Dra­ma­ti­sche Krise

In den USA stuft man die Opioid-Krise dra­ma­ti­scher ein als die öffent­li­che Gesund­heits­krise durch AIDS/​HIV in den 1980er Jah­ren. Die Regie­rung schätzt, dass 2,5 Mil­lio­nen US-Bür­ger Opioid-abhän­gig sind. Andere Schät­zun­gen gehen von Zah­len zwi­schen fünf und zehn Mil­lio­nen aus. Zwar wer­den die nun ein­ge­lei­te­ten Maß­nah­men all­ge­mein begrüßt; jedoch wird auch befürch­tet, dass wei­tere Inves­ti­tio­nen und Maß­nah­men nötig sind, um das Pro­blem unter Kon­trolle zu bekom­men.
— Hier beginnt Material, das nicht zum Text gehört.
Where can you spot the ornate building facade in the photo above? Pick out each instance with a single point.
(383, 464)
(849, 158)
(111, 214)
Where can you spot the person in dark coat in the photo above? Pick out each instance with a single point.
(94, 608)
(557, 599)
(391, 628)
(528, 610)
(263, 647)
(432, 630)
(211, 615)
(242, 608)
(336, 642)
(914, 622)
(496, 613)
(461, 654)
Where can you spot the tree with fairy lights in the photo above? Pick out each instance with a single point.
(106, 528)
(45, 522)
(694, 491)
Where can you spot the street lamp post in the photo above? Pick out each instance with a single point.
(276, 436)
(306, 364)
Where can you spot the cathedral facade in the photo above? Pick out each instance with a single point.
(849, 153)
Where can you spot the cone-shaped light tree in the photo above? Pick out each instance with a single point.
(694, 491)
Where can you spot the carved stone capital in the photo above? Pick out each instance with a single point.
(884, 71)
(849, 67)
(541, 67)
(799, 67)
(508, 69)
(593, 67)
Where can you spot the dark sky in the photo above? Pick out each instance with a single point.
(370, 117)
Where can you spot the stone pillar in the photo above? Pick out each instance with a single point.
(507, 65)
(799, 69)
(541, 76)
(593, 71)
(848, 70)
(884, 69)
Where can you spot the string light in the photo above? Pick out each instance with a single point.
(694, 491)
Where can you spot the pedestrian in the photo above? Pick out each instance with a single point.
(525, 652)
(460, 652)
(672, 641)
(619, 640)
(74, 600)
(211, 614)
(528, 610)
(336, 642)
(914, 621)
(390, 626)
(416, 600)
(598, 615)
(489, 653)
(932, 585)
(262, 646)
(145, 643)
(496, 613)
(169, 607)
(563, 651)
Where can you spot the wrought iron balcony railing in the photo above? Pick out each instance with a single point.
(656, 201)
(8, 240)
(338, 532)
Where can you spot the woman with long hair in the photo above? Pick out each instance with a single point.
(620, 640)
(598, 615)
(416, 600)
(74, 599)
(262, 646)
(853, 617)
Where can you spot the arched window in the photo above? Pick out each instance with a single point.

Par­al­lel zu Washing­ton sind auch die US-Bun­des­staa­ten sehr aktiv; beson­ders die Debatte um Fixer­stu­ben, in denen sich Abhän­gige kon­trol­liert ihre Dro­gen sprit­zen dür­fen sol­len, wird in stark betrof­fe­nen Städ­ten inten­siv geführt. Selbst die Judi­ka­tive ist mit der Dro­gen­krise beschäf­tigt: Vor US-Gerich­ten lau­fen aktu­ell mehr als 400 Ver­fah­ren – meist gegen Phar­ma­her­stel­ler und Händ­ler von Opio­iden. Auch die Regie­rung in Washing­ton geht juris­tisch gegen Mit­ver­ant­wort­li­che der Krise vor. Auf der Ankla­ge­bank sit­zen in eini­gen Fäl­len auch Ärzte. Ihnen wer­den die ille­gale Ver­schrei­bung und die Ver­brei­tung von Opio­iden vor­ge­wor­fen. Die US-Phar­ma­in­dus­trie und auch Ame­ri­kas Ärzte wer­den mit dafür ver­ant­wort­lich gemacht, dass viele Bür­ger Ame­ri­kas abhän­gig sind. Mitt­ler­weile wer­den in den USA wie­der weni­ger Opio­ide ver­schrie­ben: Laut Gesund­heits­mi­nis­te­rium lag im Jahr 2017 die Rate mit 58,7 Ver­schrei­bun­gen pro 100 Per­so­nen so nied­rig wie seit zehn Jah­ren nicht. Den­noch: Im Vor­jahr wur­den ins­ge­samt 191 Mil­lio­nen Opioid-Ver­ord­nun­gen aus­ge­stellt. Im Spit­zen­jahr 2012 waren es 255 Millionen.